Санди смотрел на худенькую девушку с волосами, как золотой дождь, утверждавшую, что принимает убийство, и думал, что обитатели Волшебной Страны не только романтичнее его, но и жесточе.

 

ГЛАВА 3

В ДЕЛО ВХОДЯТ ГНОМЫ

Стук в дверь отвлек его от этих размышлений. Он выскочил в переднюю и, на ходу разбираясь в сложной системе старинных запоров, распахнул тяжелую дубовую дверь, способную выдержать несколько ударов тараном среднего веса.

На пороге стояли два существа, явно не относящиеся к людской породе. Жизнь еще не сталкивала Санди с гномами, но деликатность и врожденный такт не позволили ему проявить неподобающее случаю и попросту невежливое любопытство.

— Прошу вас, входите, уважаемые, — он учтиво поклонился, и ответный поклон гномов был именно той же степени и ни на дюйм глубже. Санди почувствовал, как острые внимательные глаза, похожие на гематитовые бусины, изучающе впились в него, и с некоторым неудовольствием подумал, что причиной этому — его имя и статус. Приходилось, однако, терпеть, если он хотел, чтобы они вложили в Тримальхиар труд и золото. Рассчитывать на романтическую составляющую их натуры, пожалуй, не стоило.

Дети, игравшие на улице и в почтительном отдалении столпившиеся поглазеть на гостей леди Джейн, разошлись со слегка разочарованным видом: судя по всему, эти две персоны были именитыми и хорошо известными в городе.

Эту пару Джейн принимала в гостиной — визит был официальный. На середину выдвинули круглый столик, вокруг которого появились высокие кресла со скамеечками для ног, такие, чтобы четырехфутовые гости смогли забраться в них, не теряя чувства собственного достоинства, и чтобы их глаза оказались на уровне глаз более высоких хозяев.

Пока гости чинно пробовали поднесенный им расторопной Джейн слабоалкогольный напиток, Санди исподтишка рассматривал их. Конечно, в детстве он много слышал сказок, описывающих их внешность и повадки, но реальность оказалась более впечатляющей.

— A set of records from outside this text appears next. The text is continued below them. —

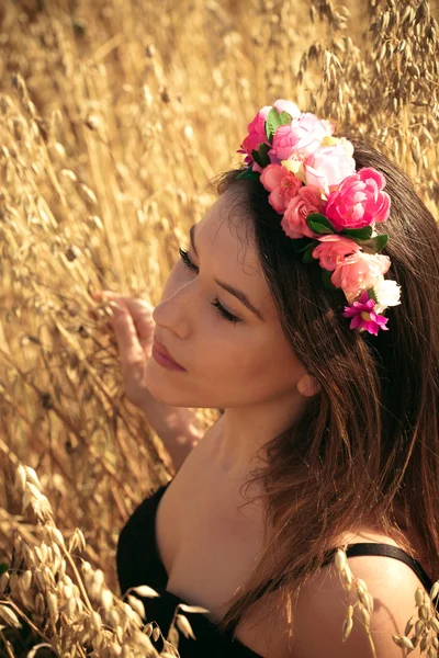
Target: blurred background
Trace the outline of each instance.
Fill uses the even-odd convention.
[[[158,303],[257,110],[283,98],[367,134],[437,216],[438,13],[418,0],[2,1],[0,563],[24,522],[23,462],[116,589],[120,529],[171,470],[124,399],[90,293]],[[198,410],[205,427],[216,413]]]

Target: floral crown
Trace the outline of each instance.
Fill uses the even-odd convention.
[[[384,280],[391,260],[378,253],[389,236],[374,230],[389,218],[391,198],[380,171],[357,172],[353,146],[333,137],[335,128],[291,101],[262,107],[237,151],[248,164],[237,178],[260,180],[294,251],[304,263],[319,262],[326,287],[344,291],[350,329],[376,336],[389,330],[383,310],[401,304],[399,285]]]

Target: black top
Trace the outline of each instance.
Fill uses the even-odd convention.
[[[148,585],[160,594],[154,598],[139,597],[139,599],[145,606],[146,622],[156,621],[165,637],[168,635],[177,605],[185,602],[166,589],[168,574],[158,555],[155,536],[157,506],[170,481],[159,487],[135,509],[121,531],[116,553],[117,578],[122,594],[138,585]],[[331,561],[334,554],[335,551],[331,552],[325,564]],[[399,559],[415,571],[427,591],[432,587],[430,578],[420,564],[396,546],[374,543],[352,544],[349,545],[346,554],[348,557],[384,555]],[[205,658],[205,656],[210,658],[224,658],[224,656],[227,658],[262,658],[233,637],[237,622],[229,631],[219,632],[217,625],[205,614],[185,611],[182,614],[188,617],[196,640],[187,638],[179,631],[178,650],[181,658]],[[150,640],[160,653],[164,648],[161,637],[157,642],[150,637]]]

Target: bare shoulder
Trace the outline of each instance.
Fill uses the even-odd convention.
[[[405,651],[392,639],[404,635],[409,617],[416,612],[415,591],[421,587],[414,571],[404,563],[384,556],[358,556],[348,559],[354,578],[362,579],[372,594],[374,610],[371,636],[378,658],[403,658]],[[294,616],[291,658],[370,658],[368,635],[354,608],[353,628],[342,643],[342,625],[350,601],[340,576],[330,564],[301,590]],[[286,655],[286,654],[285,654]],[[417,650],[412,656],[418,656]]]

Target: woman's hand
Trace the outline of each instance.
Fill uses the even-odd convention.
[[[108,322],[119,345],[126,398],[144,409],[148,390],[144,385],[145,366],[153,350],[154,306],[145,299],[125,297],[112,291],[92,293],[98,302],[110,302],[113,316]]]
[[[109,318],[108,324],[117,341],[126,398],[144,411],[164,442],[177,473],[205,430],[194,409],[160,402],[144,384],[156,326],[153,320],[154,306],[145,299],[125,297],[112,291],[90,294],[97,302],[110,302],[113,317]]]

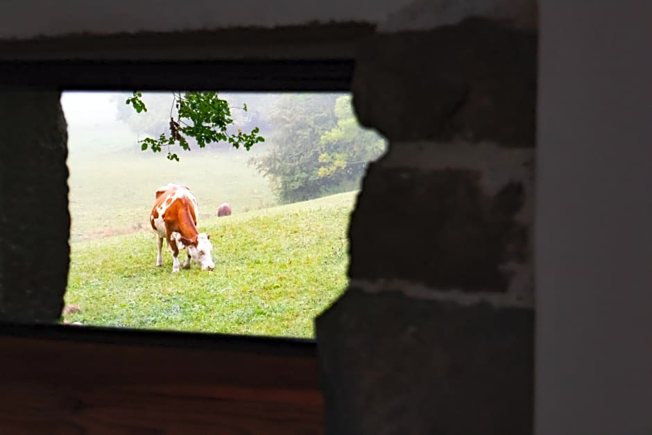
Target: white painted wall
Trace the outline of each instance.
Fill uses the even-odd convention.
[[[652,434],[652,2],[540,2],[537,435]]]

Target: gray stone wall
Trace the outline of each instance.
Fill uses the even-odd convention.
[[[531,433],[536,47],[484,19],[361,46],[355,108],[390,149],[316,321],[327,434]]]

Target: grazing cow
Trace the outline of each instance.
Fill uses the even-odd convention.
[[[229,205],[228,203],[222,203],[220,204],[220,206],[217,207],[217,216],[218,217],[231,216],[231,206]]]
[[[211,258],[213,248],[210,236],[197,230],[199,215],[197,200],[186,186],[169,184],[156,191],[156,200],[149,216],[152,228],[158,235],[158,255],[156,265],[163,266],[163,239],[172,250],[172,272],[178,272],[179,250],[186,249],[188,257],[183,268],[190,267],[190,259],[201,266],[203,271],[212,271],[215,264]]]

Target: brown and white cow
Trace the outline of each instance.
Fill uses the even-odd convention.
[[[218,217],[231,216],[231,205],[228,203],[220,204],[220,206],[217,207],[217,216]]]
[[[156,265],[163,266],[163,239],[172,250],[172,271],[178,272],[179,250],[186,249],[188,257],[184,268],[190,267],[190,259],[201,266],[203,271],[212,271],[215,264],[211,257],[213,248],[210,236],[197,230],[199,208],[197,200],[186,186],[169,184],[156,191],[156,201],[149,216],[152,228],[158,235],[158,255]]]

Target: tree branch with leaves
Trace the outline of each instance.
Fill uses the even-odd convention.
[[[178,145],[185,151],[190,151],[189,137],[194,138],[200,148],[204,148],[212,142],[225,142],[235,148],[243,146],[248,151],[254,144],[265,142],[265,139],[258,134],[258,127],[254,128],[250,133],[243,133],[239,128],[236,134],[228,132],[228,127],[233,123],[231,109],[241,109],[246,112],[246,104],[243,104],[242,108],[232,108],[226,100],[218,98],[215,92],[183,94],[174,92],[172,96],[169,134],[162,133],[158,138],[146,137],[138,141],[142,151],[149,148],[154,153],[160,153],[166,147],[168,160],[178,162],[179,156],[173,152],[172,146]],[[133,96],[127,99],[125,103],[133,107],[137,113],[147,112],[147,107],[141,99],[142,94],[134,91]]]

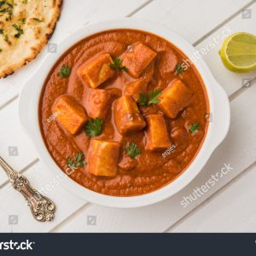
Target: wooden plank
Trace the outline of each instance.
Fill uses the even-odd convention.
[[[155,0],[135,15],[162,24],[194,44],[252,0]]]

Тут были, конечно, и бороды до колен, опрятные и тщательно расчесанные, и драгоценные пояса, туго затянутые на упитанных животиках, лица, похожие друг на друга, как два старых башмака, и широкие темные ладошки. Но прежде всего это были уважаемые деловые люди, прекрасно осознающие свое место в общественной иерархии. Санди слыхал, разумеется, что гномы жадны, но, сказать по правде, его первое впечатление от них было более благоприятно, чем от Амальрика: они, по крайней мере, были материалистами, а Санди давно заподозрил, что эта порода деятелей менее опасна.

После того, как гости, отдав должное этикету, насладились напитками, пришло время переговоров, и тут гномы продемонстрировали, что их деловая внешность отнюдь не была обманчива. Кстати, после десятиминутной паузы Санди научился их различать: у старшего, Вальдора, борода была белее, и ни руки его, ни брови не имели следов свежих ожогов. У Иштвана, почтительно помалкивавшего, когда говорил его отец, седина в смоляной шевелюре еще только пробивалась, и его борода и ладони свидетельствовали о том, что он стаивает у горна. Видимо, Вальдор по старшинству и мудрости был насовсем переведен на административную работу.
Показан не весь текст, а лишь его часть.